Metaphors of falling trees or actions versus reactions are only a cover-up tactic to fool the public and reassure those who are ready to fearlessly commit such horrendous acts. India's leadership needs to be honest. Either it should openly acknowledge that India is a Hindu state hiding behind the mask of secularism, or it should set its record straight and treat those involved in violence against minority groups as terrorists, and deal with them like other terror groups.
Under the current Modi government, Hindu extremists have become so emboldened that they openly ask for installation of statues of Nathuram Godse, the assassin of Mahatma Gandhi, who is considered the father of the Indian nation.
Godse was associated with the Rashtriya Swayamsewak Sangh (RSS), an ultra Hindu nationalist cultural outfit, which has links to the BJP. The Congress government banned the RSS after Mahatma Gandhi’s murder, only to later revoke this prohibition.
The Indian state has failed to recognize this campaign as an act of sedition. As compared to the blatant glorification of Godse, any attempt to glorify the murderers of Indira Gandhi is seen as antinational.
For instance, a Punjabi movie glorifying the killers of Indira Gandhi was promptly banned, while a play glorifying Godse has been openly enacted a number of times in Maharashtra.
During a radio interview with me, a Godse supporter commented that he did not murder Mahatma Gandhi for personal reasons. The assassination, according to him, had a strong ideological basis, as Godse saw Mahatma Gandhi as pro-Muslim and anti-Hindu.

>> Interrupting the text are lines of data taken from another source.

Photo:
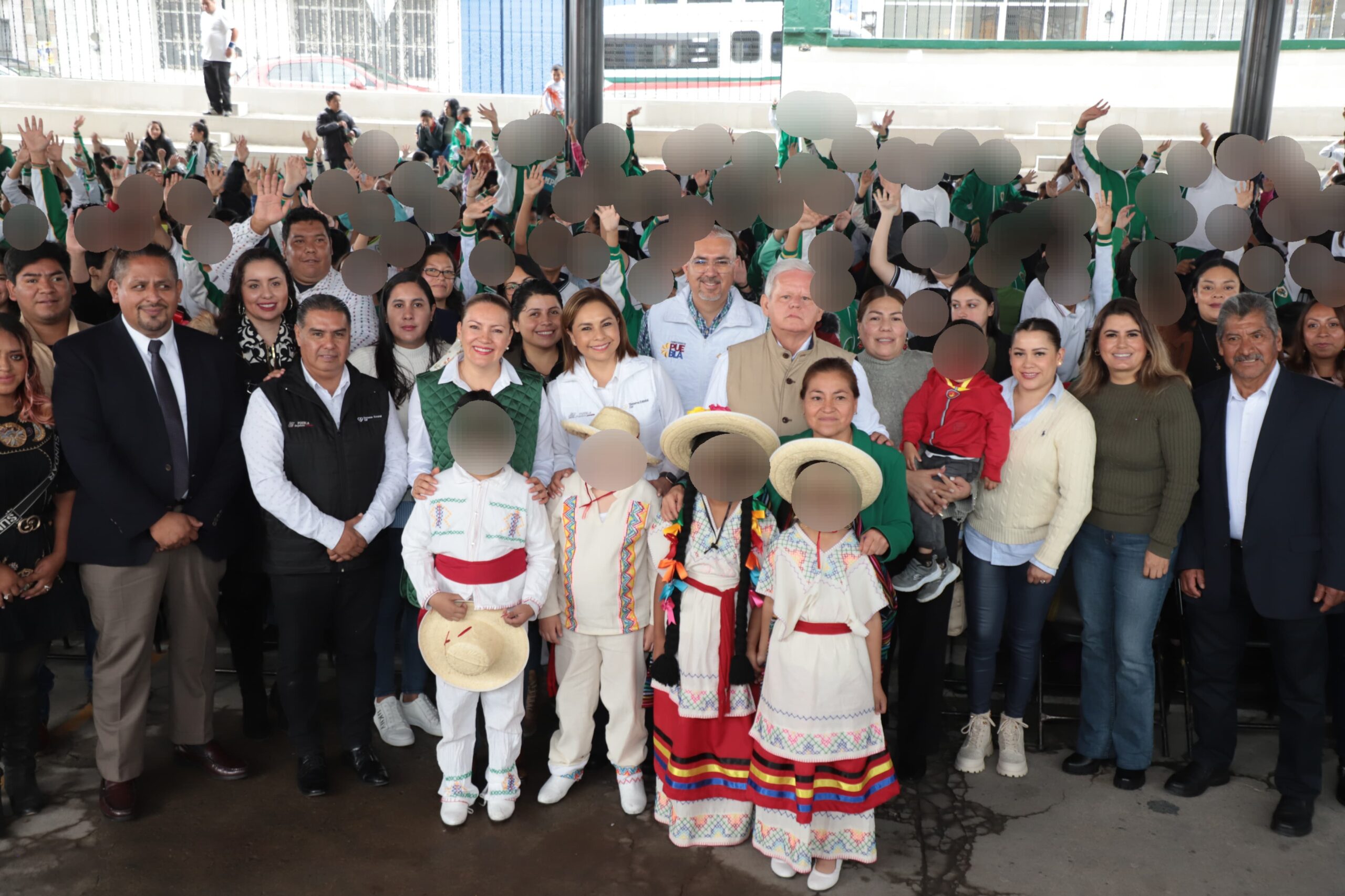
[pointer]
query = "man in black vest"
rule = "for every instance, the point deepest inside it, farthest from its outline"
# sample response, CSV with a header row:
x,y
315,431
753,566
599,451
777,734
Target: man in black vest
x,y
148,415
327,462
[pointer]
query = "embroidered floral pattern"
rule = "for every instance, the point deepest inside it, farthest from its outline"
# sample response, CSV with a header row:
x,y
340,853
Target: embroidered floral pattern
x,y
635,521
834,746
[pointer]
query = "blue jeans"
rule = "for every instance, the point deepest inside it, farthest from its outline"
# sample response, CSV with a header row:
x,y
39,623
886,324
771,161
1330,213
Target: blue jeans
x,y
1000,598
1120,609
397,617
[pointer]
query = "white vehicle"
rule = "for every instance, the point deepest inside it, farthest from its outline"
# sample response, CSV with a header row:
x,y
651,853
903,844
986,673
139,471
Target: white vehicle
x,y
689,50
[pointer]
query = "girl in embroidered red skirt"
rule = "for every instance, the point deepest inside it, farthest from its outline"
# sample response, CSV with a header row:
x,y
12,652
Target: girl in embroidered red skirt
x,y
820,763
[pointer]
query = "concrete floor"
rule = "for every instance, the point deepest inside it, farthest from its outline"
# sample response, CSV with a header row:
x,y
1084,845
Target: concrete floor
x,y
953,835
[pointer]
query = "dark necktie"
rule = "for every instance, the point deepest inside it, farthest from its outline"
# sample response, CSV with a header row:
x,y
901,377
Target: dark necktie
x,y
172,419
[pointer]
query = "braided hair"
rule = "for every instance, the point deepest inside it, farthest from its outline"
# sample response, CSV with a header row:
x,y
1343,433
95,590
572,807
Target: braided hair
x,y
665,669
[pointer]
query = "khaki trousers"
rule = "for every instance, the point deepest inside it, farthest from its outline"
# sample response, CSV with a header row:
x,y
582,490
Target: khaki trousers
x,y
594,666
124,605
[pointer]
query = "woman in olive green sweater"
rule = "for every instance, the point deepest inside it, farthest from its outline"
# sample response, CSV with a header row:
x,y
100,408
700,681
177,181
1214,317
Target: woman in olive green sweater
x,y
1144,481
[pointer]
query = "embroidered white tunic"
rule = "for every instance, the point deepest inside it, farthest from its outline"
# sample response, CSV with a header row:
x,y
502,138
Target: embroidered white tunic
x,y
606,581
817,699
712,557
478,520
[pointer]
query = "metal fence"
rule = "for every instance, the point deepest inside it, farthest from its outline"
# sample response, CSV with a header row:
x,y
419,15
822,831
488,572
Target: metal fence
x,y
1147,20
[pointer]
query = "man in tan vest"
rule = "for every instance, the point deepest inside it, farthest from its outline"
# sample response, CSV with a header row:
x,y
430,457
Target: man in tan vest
x,y
764,376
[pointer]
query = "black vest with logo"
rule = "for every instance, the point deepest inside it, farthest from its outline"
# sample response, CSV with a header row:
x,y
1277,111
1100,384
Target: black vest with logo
x,y
338,468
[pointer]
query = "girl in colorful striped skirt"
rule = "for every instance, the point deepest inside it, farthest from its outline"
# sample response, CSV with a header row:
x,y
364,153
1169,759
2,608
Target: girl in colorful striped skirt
x,y
704,699
820,763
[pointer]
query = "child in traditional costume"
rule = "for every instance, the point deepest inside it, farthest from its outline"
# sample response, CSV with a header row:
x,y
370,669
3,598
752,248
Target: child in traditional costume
x,y
601,607
702,674
481,556
820,763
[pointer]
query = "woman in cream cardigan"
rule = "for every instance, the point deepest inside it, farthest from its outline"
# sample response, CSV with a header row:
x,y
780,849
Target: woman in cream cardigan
x,y
1017,536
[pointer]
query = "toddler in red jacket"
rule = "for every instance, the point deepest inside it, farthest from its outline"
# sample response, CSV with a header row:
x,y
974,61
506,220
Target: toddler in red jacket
x,y
962,428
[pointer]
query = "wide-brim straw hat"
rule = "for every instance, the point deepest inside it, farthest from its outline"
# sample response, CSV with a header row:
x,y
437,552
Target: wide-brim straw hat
x,y
609,419
678,435
478,653
791,455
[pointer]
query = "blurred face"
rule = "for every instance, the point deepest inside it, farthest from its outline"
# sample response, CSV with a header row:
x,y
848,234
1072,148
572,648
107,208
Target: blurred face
x,y
308,252
325,343
147,294
540,322
595,332
484,332
1250,348
1215,287
829,404
1322,332
440,274
1034,361
14,365
790,308
265,291
969,306
1121,343
42,291
710,271
884,329
409,312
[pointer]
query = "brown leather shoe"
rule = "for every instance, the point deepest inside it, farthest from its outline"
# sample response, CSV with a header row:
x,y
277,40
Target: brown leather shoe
x,y
213,759
118,799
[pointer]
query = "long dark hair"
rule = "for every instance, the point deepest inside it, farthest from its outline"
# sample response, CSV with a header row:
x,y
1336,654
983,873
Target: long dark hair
x,y
390,373
666,669
233,310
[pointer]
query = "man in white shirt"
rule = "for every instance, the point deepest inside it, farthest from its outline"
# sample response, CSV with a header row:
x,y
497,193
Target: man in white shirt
x,y
1265,540
327,463
217,49
306,244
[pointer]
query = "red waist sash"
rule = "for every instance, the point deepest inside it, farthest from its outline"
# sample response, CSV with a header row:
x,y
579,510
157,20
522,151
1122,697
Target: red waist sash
x,y
483,572
822,629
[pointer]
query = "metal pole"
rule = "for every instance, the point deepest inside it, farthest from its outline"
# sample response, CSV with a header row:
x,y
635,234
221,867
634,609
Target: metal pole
x,y
584,78
1258,61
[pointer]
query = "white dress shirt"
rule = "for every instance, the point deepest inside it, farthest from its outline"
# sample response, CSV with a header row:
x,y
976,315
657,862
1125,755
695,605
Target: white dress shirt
x,y
1242,430
479,520
639,387
865,415
264,450
421,452
172,361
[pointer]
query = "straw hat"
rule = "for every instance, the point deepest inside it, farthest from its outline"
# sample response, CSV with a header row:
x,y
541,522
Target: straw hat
x,y
609,419
478,653
678,435
791,455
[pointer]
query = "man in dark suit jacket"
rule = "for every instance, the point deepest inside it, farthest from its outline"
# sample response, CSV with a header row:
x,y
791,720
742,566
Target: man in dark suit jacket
x,y
1266,537
150,416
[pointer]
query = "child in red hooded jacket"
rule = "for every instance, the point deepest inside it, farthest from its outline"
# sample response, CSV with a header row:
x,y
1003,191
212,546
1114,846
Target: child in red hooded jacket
x,y
962,428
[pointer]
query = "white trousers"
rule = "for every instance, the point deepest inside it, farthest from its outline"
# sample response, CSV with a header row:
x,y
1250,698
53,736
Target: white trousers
x,y
601,666
503,711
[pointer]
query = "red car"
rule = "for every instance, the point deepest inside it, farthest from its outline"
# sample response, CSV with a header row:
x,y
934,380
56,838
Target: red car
x,y
335,73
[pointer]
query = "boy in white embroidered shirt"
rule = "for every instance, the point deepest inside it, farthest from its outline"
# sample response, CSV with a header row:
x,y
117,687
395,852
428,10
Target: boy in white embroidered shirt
x,y
601,609
481,538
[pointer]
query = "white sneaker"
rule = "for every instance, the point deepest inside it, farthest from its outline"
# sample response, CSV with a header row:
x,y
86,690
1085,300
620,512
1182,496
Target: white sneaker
x,y
423,713
392,724
820,883
634,799
1013,756
454,815
556,787
971,758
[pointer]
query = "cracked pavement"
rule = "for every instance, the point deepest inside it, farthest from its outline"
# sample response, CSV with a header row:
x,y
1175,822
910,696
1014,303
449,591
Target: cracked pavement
x,y
951,835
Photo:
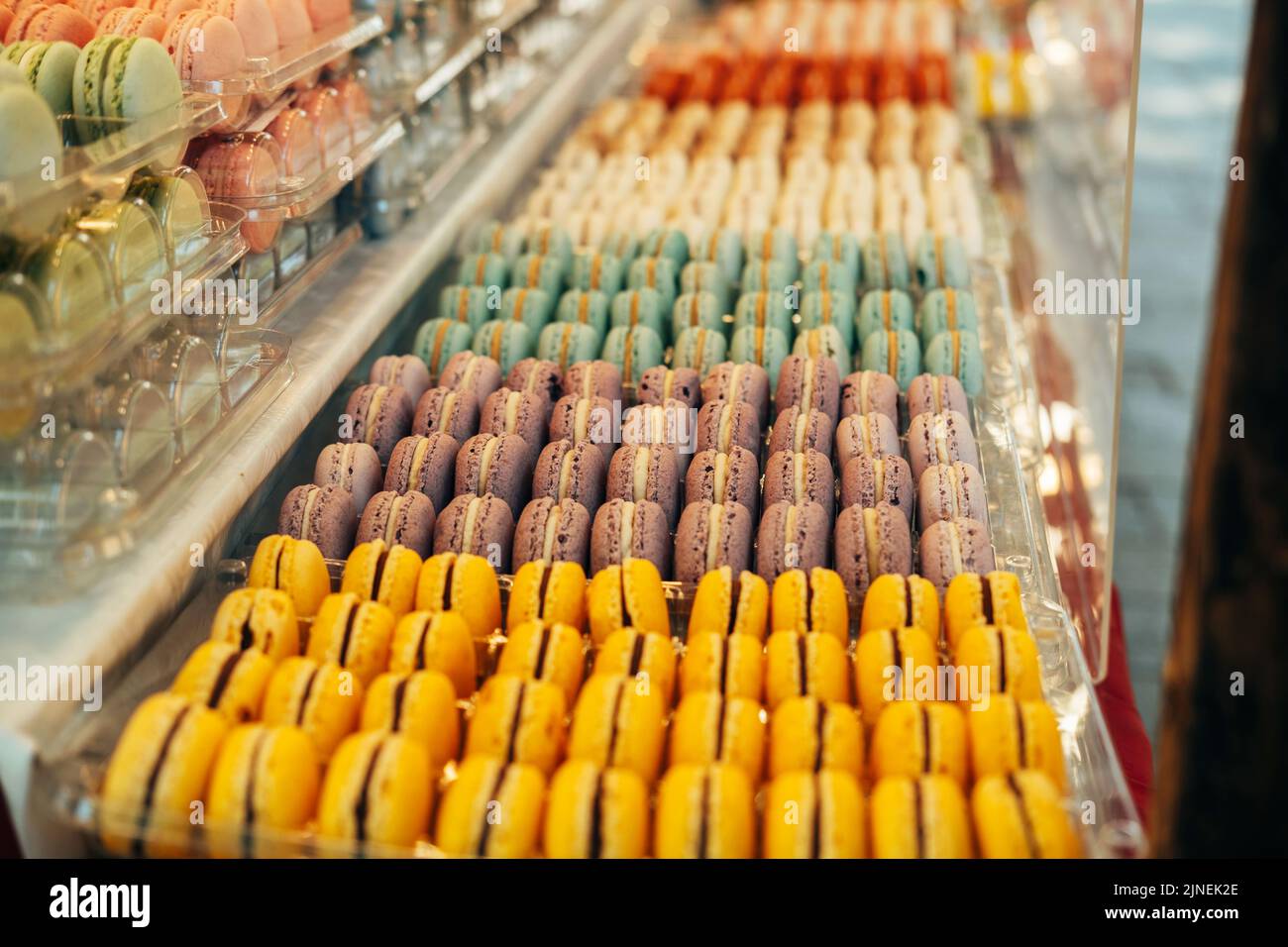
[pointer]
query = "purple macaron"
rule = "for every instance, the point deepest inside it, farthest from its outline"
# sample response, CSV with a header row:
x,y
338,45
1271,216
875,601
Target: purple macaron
x,y
626,530
661,384
540,377
798,432
858,434
323,515
881,528
447,410
406,371
585,419
739,381
647,472
709,536
952,547
399,519
597,379
353,468
497,464
811,382
951,491
932,394
867,392
425,464
478,525
380,416
467,371
791,536
571,472
867,480
721,424
940,438
732,476
800,478
552,531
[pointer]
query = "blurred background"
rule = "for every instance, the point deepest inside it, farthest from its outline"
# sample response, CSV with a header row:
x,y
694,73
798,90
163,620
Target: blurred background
x,y
1192,62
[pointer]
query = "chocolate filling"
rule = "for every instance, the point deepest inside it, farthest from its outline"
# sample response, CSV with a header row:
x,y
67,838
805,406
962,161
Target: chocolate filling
x,y
399,697
226,673
1030,841
364,804
492,797
155,776
351,620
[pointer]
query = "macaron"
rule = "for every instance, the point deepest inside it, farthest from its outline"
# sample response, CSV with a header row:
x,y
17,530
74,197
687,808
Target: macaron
x,y
494,464
426,464
406,371
791,536
399,519
957,355
566,343
866,434
552,531
438,341
625,530
571,472
871,541
446,411
323,515
765,348
952,547
661,384
380,416
482,526
353,468
477,373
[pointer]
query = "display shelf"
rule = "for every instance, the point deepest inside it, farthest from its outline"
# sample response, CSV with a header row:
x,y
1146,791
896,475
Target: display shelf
x,y
125,608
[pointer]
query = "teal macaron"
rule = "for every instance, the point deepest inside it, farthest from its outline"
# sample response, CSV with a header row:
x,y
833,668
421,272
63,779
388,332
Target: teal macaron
x,y
634,351
957,354
765,275
884,311
482,269
588,308
621,244
539,272
722,248
824,342
941,262
776,244
702,275
897,354
506,343
632,308
494,237
699,350
549,240
596,270
827,275
529,307
658,273
468,304
841,249
697,311
567,343
668,241
947,311
885,263
437,341
764,311
763,347
829,309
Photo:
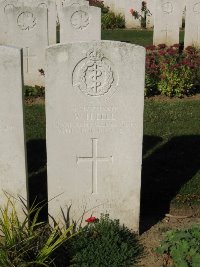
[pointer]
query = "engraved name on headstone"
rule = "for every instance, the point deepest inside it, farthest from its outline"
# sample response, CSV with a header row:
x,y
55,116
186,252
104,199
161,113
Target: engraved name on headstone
x,y
94,129
192,24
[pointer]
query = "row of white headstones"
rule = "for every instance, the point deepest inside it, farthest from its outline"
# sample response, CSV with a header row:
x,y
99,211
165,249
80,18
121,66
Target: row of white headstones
x,y
166,18
94,116
123,7
94,128
31,24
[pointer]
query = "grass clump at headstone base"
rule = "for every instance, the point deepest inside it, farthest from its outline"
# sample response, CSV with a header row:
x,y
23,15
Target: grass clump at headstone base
x,y
181,247
104,242
141,37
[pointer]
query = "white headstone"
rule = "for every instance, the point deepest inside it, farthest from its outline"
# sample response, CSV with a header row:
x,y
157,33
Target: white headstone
x,y
150,18
74,3
13,176
119,7
192,23
136,5
81,23
27,28
166,22
94,109
48,5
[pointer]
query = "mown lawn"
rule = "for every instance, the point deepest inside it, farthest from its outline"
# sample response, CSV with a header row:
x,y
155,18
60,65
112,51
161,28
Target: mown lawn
x,y
171,151
140,37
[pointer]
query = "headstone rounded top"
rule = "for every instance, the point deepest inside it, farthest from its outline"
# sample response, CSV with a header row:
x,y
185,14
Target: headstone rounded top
x,y
167,8
26,20
94,75
196,8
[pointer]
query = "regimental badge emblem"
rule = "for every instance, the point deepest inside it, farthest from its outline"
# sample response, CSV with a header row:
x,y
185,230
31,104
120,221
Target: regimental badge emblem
x,y
167,8
94,75
26,21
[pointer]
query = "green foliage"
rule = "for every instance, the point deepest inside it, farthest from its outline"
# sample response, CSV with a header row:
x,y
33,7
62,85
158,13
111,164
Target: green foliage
x,y
171,71
104,243
181,247
27,243
37,91
111,20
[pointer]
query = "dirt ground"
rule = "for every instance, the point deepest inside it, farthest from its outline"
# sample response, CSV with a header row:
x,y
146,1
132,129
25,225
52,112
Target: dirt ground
x,y
151,238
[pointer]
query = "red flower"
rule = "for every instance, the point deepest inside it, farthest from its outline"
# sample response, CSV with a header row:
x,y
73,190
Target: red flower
x,y
91,219
131,11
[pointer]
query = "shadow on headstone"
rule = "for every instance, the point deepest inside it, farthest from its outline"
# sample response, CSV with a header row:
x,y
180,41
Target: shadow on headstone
x,y
149,142
37,182
164,172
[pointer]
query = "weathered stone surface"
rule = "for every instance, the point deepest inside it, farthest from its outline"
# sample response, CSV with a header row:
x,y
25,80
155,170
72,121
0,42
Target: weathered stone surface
x,y
94,112
12,158
192,23
48,5
166,22
131,22
80,23
26,27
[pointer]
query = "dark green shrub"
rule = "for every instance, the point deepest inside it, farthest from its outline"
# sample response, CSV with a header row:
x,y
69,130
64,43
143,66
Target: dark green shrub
x,y
104,242
171,71
181,248
100,4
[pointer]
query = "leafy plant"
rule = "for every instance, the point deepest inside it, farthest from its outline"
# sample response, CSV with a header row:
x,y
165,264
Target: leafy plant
x,y
104,242
172,71
109,20
100,4
181,248
28,243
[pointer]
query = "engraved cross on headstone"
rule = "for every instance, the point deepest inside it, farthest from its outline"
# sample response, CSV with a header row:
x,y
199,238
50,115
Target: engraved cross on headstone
x,y
94,159
166,30
27,56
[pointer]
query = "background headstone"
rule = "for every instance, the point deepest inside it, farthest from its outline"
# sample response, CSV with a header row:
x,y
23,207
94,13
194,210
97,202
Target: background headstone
x,y
13,176
131,22
27,28
192,23
166,22
49,5
74,3
94,112
81,23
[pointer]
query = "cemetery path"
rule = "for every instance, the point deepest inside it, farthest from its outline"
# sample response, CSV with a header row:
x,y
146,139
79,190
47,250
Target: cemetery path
x,y
152,237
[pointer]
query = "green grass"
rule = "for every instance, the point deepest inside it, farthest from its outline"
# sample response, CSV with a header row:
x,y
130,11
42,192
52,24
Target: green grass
x,y
171,151
140,37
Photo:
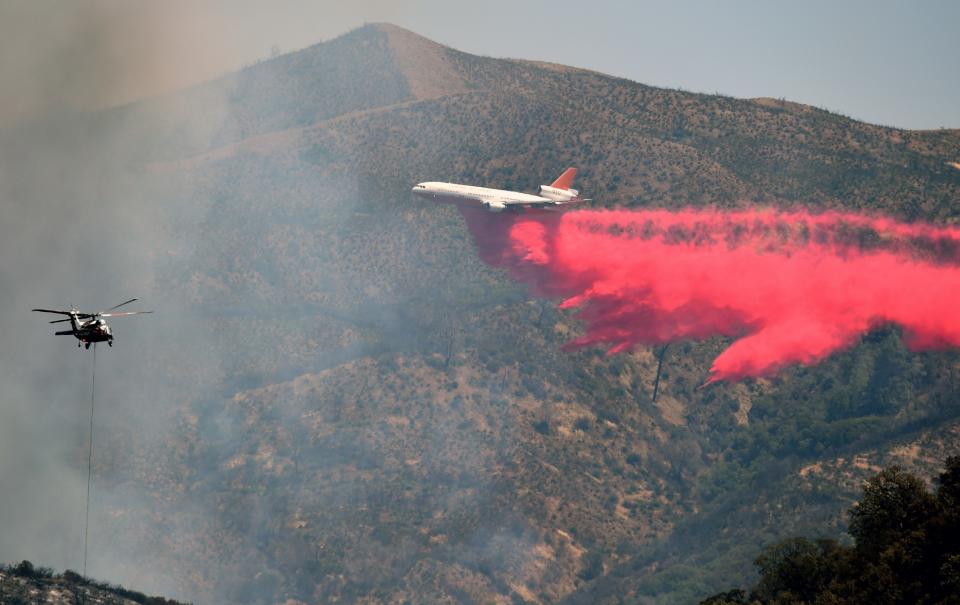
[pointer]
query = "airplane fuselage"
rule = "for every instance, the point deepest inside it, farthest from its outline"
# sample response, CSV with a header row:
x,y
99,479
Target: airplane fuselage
x,y
555,196
479,197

Well, that can also be said for the killers of Indira Gandhi. They never had a personal animosity with her either.
How then does cutting one tree become such a heinous crime that you go to the extent of punishing the entire community of the tree feller? And why just forgive everyone from the community of someone who axed a different tree? It is time to question this selective justice and secularism.